Celebrating our 175th Anniversary in 2024

1849

Pails full of potential.

A wooden pail factory begins operations in Menasha, Wisconsin. In 1852, Elisha D. Smith buys the factory and becomes its sole employee.

Elisha D. Smith had a natural ability to inspire the trust and confidence of others. This trait propelled Menasha Wooden Ware forward and helps explain Elisha’s leadership role in the Village of Menasha, where he served elective office and was admired for his community spirit and generosity. His gifts helped fund a park and public library in his hometown and buildings at colleges across the United States.

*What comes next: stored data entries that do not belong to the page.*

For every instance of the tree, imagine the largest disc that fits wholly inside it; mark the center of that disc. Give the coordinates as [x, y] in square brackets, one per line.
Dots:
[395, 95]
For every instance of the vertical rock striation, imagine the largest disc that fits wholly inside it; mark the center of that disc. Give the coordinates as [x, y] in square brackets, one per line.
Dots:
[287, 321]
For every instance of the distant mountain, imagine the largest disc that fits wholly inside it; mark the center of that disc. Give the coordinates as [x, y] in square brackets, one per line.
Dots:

Generous by nature, Elisha was fastidious about keeping promises. Once, during a time of economic troubles, he approached a man who had failed to pay the company a debt of $1.87. The man complied. But Elisha, seeing he was in financial straits and satisfied the debt had been repaid, gave the man $5.00 and told him to use it for his family. Back then, $5 was enough to pay the monthly rent, with something left over for groceries.

1895

Woodenware leader.

Menasha becomes the world’s largest manufacturer of turned woodenware. One of the company’s strengths is its skilled employees and their work ethic. Entire families worked at Menasha, and employees often stayed 40 or 50 years. As demand for woodenware collapsed, the company made other wooden products to stay in business, rather than fire anyone. Menasha finally closed its woodenware business in 1957 after all the employees had retired.

1900s

Rolling out more than barrels.

Menasha Wooden Ware is a thriving business making barrels and kegs for vinegar, sauerkraut, beer, sausage and condensed milk.

It’s also the major manufacturer of wooden pails, kits, cannikins and tubs for bulk packaging of candy, fish, lard, jelly, pickles, mincemeat and more.

1903

Forests hold the future.

Elisha D. Smith’s son, Charles R. Smith, becomes owner and president of Menasha Wooden Ware Company, set to serve 40 years with the company.

Perhaps Charles R. Smith’s greatest contribution was to extend the company’s reach beyond Wisconsin, acquiring land and timber rights in northern Idaho. The company subsequently purchased holdings in Oregon, Washington, and Canada. These new assets assured a plentiful supply of raw materials and enabled Menasha to diversify into woodlot management and utilize sustainable forestry management practices.

A born entrepreneur with boundless energy, Charles R. Smith set up his own factory in Menasha after graduating from Princeton University in 1876. The plant started out making broom handles, and by 1880 had added large barrels to its product line. This business would merge into Menasha Wooden Ware, on whose board Charles had been serving since 1878. Charles continued many of the traditions his father had begun. He gave generously to charity and had a lifelong interest in education.

1927

A great, corrugated leap forward.

A daring decision is made in 1927 to enter the corrugated box business. Rather than hire from outside the company, Menasha gives its employees a chance to learn the new business, providing steady employment and opportunities for workers. This decision is the most ambitious and important transition in Menasha’s history—out of woodenware, into corrugated—and changes the course of the company, shaping what is today the Menasha Packaging Company.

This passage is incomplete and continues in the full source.